ML Kit face detector processing time grows with every image

245 Views Asked by At

I am writing an android app that reads RTSP stream and sends images to ML Kit's FaceDetector. I used rtsp-client-android library and modified it in a way so that it does not render image onto its custom RTSPSurfaceView, but rather puts images into a BlockingQueue in a VIdeoDecodeThread class.

package com.alexvas.rtsp.codec

import android.graphics.Bitmap
import android.graphics.BitmapFactory
import android.graphics.ImageFormat
import android.graphics.Rect
import android.graphics.YuvImage
import android.media.Image
import android.media.MediaCodec
import android.media.MediaCodec.OnFrameRenderedListener
import android.media.MediaCodecInfo
import android.media.MediaFormat
import android.util.Log
import android.util.Log.VERBOSE
import com.google.android.exoplayer2.util.Util
import com.google.mlkit.vision.common.InputImage
import java.io.ByteArrayOutputStream
import java.io.IOException
import java.nio.ByteBuffer
import java.util.concurrent.ArrayBlockingQueue
import java.util.concurrent.TimeUnit
import java.util.concurrent.atomic.AtomicBoolean


class VideoDecodeThread (
        private val mimeType: String,
        private val width: Int,
        private val height: Int,
        private val videoFrameQueue: FrameQueue,
        private val onFrameRenderedListener: OnFrameRenderedListener) : Thread() {

    private var exitFlag: AtomicBoolean = AtomicBoolean(false)
    var videoQueue : ArrayBlockingQueue<Bitmap> = ArrayBlockingQueue(60)
    lateinit var bitmap : Bitmap
    val options = BitmapFactory.Options().apply {
        // Set your desired options here
        inJustDecodeBounds = true
    }

    fun stopAsync() {
        if (DEBUG) Log.v(TAG, "stopAsync()")
        exitFlag.set(true)
        // Wake up sleep() code
        interrupt()
    }




    private fun getDecoderSafeWidthHeight(decoder: MediaCodec): Pair<Int, Int> {
        val capabilities = decoder.codecInfo.getCapabilitiesForType(mimeType).videoCapabilities
        return if (capabilities.isSizeSupported(width, height)) {
            Pair(width, height)
        } else {
            val widthAlignment = capabilities.widthAlignment
            val heightAlignment = capabilities.heightAlignment
            Pair(
                Util.ceilDivide(width, widthAlignment) * widthAlignment,
                Util.ceilDivide(height, heightAlignment) * heightAlignment)
        }
    }

    override fun run() {
        if (DEBUG) Log.d(TAG, "$name started")

        try {
            val decoder = MediaCodec.createDecoderByType(mimeType)
            val widthHeight = getDecoderSafeWidthHeight(decoder)
            val format = MediaFormat.createVideoFormat(mimeType, widthHeight.first, widthHeight.second)
            //val codecImageFormat = getImageFormatFromCodecType(mime);

            decoder.setOnFrameRenderedListener(onFrameRenderedListener, null)
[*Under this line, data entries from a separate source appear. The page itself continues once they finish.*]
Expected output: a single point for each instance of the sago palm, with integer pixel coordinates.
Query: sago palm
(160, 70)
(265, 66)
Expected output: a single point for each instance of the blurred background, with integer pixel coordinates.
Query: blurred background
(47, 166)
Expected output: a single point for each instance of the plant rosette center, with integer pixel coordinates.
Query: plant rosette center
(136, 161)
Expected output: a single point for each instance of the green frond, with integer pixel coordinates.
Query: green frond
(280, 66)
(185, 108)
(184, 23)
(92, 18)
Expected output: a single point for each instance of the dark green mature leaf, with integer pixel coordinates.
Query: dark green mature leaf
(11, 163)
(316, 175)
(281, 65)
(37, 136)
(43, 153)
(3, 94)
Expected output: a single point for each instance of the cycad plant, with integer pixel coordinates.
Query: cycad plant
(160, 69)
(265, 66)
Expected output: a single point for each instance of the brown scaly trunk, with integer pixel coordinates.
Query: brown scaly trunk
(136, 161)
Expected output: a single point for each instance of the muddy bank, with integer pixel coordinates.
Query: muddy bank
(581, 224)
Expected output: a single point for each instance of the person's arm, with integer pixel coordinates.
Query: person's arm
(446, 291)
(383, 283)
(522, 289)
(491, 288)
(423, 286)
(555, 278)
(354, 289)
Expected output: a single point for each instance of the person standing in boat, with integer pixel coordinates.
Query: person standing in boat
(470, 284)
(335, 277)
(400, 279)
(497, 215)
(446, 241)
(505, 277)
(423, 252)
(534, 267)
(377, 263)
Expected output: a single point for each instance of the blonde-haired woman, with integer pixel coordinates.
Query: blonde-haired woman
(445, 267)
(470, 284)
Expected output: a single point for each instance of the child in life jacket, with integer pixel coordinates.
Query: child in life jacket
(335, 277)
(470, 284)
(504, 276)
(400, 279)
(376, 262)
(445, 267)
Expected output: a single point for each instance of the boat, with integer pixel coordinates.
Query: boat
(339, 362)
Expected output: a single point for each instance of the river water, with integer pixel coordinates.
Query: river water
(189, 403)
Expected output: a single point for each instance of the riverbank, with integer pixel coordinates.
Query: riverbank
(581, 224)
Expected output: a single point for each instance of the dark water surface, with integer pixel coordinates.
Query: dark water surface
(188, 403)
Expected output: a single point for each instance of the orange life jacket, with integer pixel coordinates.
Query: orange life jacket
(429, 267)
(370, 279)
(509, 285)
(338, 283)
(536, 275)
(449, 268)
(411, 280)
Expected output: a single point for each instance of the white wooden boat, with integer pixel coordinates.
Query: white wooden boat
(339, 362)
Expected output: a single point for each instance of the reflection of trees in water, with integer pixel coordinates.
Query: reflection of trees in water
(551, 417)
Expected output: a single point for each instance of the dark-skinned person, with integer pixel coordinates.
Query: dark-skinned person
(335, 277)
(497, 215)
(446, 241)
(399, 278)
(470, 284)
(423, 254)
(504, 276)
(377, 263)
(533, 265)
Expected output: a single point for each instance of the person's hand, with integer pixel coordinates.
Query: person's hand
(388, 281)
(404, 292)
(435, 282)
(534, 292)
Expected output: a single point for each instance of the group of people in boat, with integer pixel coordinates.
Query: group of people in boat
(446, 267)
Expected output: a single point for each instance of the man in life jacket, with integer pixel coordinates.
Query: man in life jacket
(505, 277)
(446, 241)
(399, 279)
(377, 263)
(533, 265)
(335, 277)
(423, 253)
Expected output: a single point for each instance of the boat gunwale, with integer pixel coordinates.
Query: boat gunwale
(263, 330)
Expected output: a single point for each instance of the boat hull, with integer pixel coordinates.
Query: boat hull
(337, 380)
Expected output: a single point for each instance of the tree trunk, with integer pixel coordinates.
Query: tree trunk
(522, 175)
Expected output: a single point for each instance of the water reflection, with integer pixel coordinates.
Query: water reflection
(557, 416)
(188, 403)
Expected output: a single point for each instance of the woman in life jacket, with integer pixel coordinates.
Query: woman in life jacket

            if (DEBUG) Log.d(TAG, "Configuring surface ${widthHeight.first}x${widthHeight.second} w/ '$mimeType', max instances: ${decoder.codecInfo.getCapabilitiesForType(mimeType).maxSupportedInstances}")
            decoder.configure(format, null, null, 0)

            decoder.start()
            if (DEBUG) Log.d(TAG, "Started surface decoder")

            val bufferInfo = MediaCodec.BufferInfo()
            // Main loop
            while (!exitFlag.get()) {
                val inIndex: Int = decoder.dequeueInputBuffer(DEQUEUE_INPUT_TIMEOUT_US)
                if (inIndex >= 0) {
                    // fill inputBuffers[inputBufferIndex] with valid data
                    val byteBuffer: ByteBuffer? = decoder.getInputBuffer(inIndex)
                    byteBuffer?.rewind()
                    // Preventing BufferOverflowException
                    // if (length > byteBuffer.limit()) throw DecoderFatalException("Error")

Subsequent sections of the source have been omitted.